Dependency on noisy inputs: The model relies on estimated depth and flow during training and assumes transformations are "known by task definition" during inference. Its performance in open-world scenarios with unknown motions remains to be fully verified.
Computational cost: Training a 7B model on 1.4T tokens is expensive. Inference efficiency for long sequences in dense multi-object scenes was not extensively addressed.

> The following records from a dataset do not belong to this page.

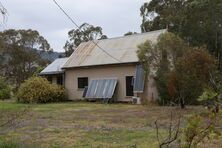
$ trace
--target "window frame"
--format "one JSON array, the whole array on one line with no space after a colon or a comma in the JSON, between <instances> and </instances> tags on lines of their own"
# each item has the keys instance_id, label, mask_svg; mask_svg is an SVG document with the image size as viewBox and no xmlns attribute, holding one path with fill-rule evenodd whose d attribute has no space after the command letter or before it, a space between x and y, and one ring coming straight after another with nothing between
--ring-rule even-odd
<instances>
[{"instance_id":1,"label":"window frame","mask_svg":"<svg viewBox=\"0 0 222 148\"><path fill-rule=\"evenodd\" d=\"M78 77L77 78L77 88L78 88L78 90L83 90L88 85L89 85L89 78L88 77Z\"/></svg>"}]
</instances>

vs. Diffusion NVS (ViewCrafter / SEVA): While diffusion models fill unobserved regions through sampling, they struggle with precise camera control. Ours achieves higher PSNR and robustness by using autoregressive random-access conditioning.
vs. Drag-based 3D Editing (DragAnything / LightningDrag): These methods often fail due to the inversion of real images into latent spaces. Ours bypasses inversion, performing local editing through the same probabilistic inference framework, leading to better EA and PSNR.
vs. World Models (Genie / GAIA-1): Previous world models often rely on semantic action conditions. Ours is perception-driven and uses depth and flow to enforce geometric consistency.

Rating¶

Novelty: ⭐⭐⭐⭐⭐ (Integrates PGM inference, random-access AR, and persistent memory into a unified simulator.)
Experimental Thoroughness: ⭐⭐⭐ (Strong results on standard benchmarks, but qualitative for complex dynamics.)
Writing Quality: ⭐⭐⭐⭐ (Clear division of components and well-explained formulations.)
Value: ⭐⭐⭐⭐ (A significant step toward general physical world models with potential for controllable video and robotics.)